Jeffrey Jones hit the marketing world’s equivalent of the lottery by landing the top marketing job at Target, a company with a well deserved reputation for clever campaigns and innovative brand activation strategies that will spend an estimated $1.4 billion on advertising this year. What more could a marketer ask for?
Jones arrives at Target after following a comprehensive search that began last October when former CMO Michael Francis left to become president of JCPenney. Jones, 44, most recently served as partner and president of McKinney, an advertising agency based in Durham, N.C. Prior to that he was held several leadership positions at Gap Inc. including serving as CMO where he was responsible for leading marketing strategy, retail store design, store experience and all consumer communication. He also managed Gap Inc.’s gift card subsidiary, Direct Consumer Services LLC serving as president of the division. In addition, Jones previously held leadership positions at marchFIRST Inc., Coca-Cola Company, Leo Burnett Worldwide, and served as president and CEO of LB Works, a Chicago-based advertising agency associated with Leo Burnett.
“Target is a brand I've studied and admired as a marketer for more than a decade, and one my family shops almost daily. I am ecstatic to lead the marketing team and help shape the future of one of the world's most loved and iconic brands,” Jones said. “There has never been a more dynamic time in retailing and the possibilities for where the guest experience, technology and Target's positioning converge are boundless.”
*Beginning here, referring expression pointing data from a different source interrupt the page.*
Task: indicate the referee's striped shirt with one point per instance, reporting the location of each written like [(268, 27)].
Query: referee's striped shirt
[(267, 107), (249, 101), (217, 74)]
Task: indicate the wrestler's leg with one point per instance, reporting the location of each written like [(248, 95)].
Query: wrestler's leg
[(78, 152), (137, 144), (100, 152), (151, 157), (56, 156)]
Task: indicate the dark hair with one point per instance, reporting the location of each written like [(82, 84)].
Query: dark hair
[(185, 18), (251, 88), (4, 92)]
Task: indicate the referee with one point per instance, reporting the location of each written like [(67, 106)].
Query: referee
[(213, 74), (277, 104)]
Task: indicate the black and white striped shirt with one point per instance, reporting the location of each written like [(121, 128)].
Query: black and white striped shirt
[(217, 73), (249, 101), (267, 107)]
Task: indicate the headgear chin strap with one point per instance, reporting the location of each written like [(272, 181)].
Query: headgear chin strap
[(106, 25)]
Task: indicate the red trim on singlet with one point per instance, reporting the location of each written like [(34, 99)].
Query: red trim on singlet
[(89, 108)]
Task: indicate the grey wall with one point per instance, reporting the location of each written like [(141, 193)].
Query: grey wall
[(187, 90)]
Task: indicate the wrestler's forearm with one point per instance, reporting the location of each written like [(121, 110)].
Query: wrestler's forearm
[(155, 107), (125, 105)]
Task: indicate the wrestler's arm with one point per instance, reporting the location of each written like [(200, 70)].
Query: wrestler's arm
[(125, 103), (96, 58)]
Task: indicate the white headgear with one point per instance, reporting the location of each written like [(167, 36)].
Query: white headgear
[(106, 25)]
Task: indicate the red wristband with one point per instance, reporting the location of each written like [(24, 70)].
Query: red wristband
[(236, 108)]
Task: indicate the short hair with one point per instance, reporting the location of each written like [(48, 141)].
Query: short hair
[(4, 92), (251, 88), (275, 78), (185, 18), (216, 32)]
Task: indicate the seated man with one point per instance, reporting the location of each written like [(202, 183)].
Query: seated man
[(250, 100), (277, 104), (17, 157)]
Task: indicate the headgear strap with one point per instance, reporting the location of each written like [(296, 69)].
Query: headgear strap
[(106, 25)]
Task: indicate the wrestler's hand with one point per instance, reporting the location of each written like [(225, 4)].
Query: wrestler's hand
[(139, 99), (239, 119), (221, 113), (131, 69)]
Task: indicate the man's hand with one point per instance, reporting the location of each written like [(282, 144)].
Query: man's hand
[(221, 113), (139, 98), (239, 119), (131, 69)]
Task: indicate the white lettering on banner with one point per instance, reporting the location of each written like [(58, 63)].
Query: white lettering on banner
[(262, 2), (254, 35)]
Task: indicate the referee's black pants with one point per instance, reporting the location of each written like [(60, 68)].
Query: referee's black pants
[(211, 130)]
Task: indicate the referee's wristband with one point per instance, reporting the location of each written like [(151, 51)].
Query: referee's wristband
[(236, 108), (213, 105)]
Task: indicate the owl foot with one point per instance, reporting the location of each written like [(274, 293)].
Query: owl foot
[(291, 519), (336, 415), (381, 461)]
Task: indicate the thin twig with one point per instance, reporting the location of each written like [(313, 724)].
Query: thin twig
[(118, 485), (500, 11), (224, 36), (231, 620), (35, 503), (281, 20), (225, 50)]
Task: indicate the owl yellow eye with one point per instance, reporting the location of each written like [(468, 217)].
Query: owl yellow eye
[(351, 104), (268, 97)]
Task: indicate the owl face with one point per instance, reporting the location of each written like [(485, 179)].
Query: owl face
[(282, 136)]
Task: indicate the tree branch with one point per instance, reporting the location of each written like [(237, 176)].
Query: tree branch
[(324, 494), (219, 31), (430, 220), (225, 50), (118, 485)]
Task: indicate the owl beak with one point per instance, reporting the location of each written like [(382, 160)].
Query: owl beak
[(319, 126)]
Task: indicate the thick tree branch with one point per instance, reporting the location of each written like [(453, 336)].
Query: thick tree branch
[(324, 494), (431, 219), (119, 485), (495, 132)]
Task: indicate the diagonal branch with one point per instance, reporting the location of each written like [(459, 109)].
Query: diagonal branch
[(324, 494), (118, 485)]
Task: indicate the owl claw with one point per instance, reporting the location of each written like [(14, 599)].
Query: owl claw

Truer words have never been spoken, especially the part about this being a dynamic time of boundless possibilities. In Target’s case it is also a time when major shifts in the product mix will require the company to rethink some of its marketing approaches. For example, such categories as household essentials, food and pet supplies, last year accounted for 44%, or roughly $30.7 billion, of Target’s total sales of $69.9 billion and that percentage is headed higher in the coming years. Two years ago, about the time the PFresh store transformation initiative was really beginning to gain traction, food and consumables accounted for 39%, or roughly $24.7 billion, of Target’s annual sales of $63.4 billion.